The final argument against the Helms amendment was that it would be wrong to prohibit federal funds from going to schools, even those that banned the BSA. Liberals failed — or refused — to understand the roots of the amendment: the Equal Access Act of 1984 which provides, “It shall be unlawful for any public secondary school which receives federal financial assistance and which has a limited open forum to deny equal access or a fair opportunity to, or discrimination against, any students who wish to conduct a meeting within that limited open forum on the basis of the religious, political, philosophical, or other content of the speech at such meeting.”

The Office of Civil Rights noted that most discrimination cases are settled, before fiscal penalties are enacted, at one of four stages: at the early complaint stage; during negotiations prior to a “letter of finding” by the Office of Civil Rights concerning a violation; shortly after such a finding; or at the administrative enforcement stage when the institution is given one last chance to comply with regulations. Therefore, it was evident that even with the Helms amendment few schools would have their funding eliminated, unless they adamantly refused to provide the Boy Scouts’ equal access. The amendment did not create a new law that is out of the ordinary, but provided enforcement of the Supreme Court ruling by require the use of an existing anti-discrimination law just as it is used in other discrimination cases.

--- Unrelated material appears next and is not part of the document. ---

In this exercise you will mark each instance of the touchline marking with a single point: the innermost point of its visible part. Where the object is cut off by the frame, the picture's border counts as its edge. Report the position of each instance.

Liberals tried to link the practices of the Boy Scouts to the racist practices of groups such as the Ku Klux Klan. They noted that the U.S. does not allow hate groups like the KKK to meet in our public schools, but to equate the Boy Scouts with the KKK, even by insinuation, was disgraceful and people saw right through it. The amendment, despite the cries of the Left, was not about picking on or abusing a minority. As Colin Powell once said: “Skin color is a benign, non-behavioral characteristic. Sexual orientation is perhaps the most profound of human behavioral characteristics. Comparison of the two is a convenient but invalid argument.” The Left’s deflection of the BSA debate to minority rights avoided the moral and First Amendment arguments that have been decided by the Supreme Court.

What was really disappointing was that many of the liberals who stood in opposition to the Helms amendment and the rights of the Boy Scouts also stood on the Senate floor defending the right to immerse a Crucifix in urine and receive federal tax dollars to display it as art. Leftists love to fight to make the taxpayers pay for bigotry against religion but they cannot find it within themselves to protect the Boy Scouts from unconstitutional discrimination based on their moral beliefs. If the nation continues on this path of Leftist intolerance to morality, then the United States’ obituary will soon be written. It should be no wonder to anyone that we have problems in America. Who should be surprised when we hear of children shooting children or committing crimes or disrespecting authority?

The message that liberals have been sending our kids is that if anyone stands up for what he believes is morally and ethically right, then he will be ostracized. How bad do things need to get before we figure out that it is time for change?

(This First Look is adapted from a piece I wrote for the Senate Republican Policy Committee.)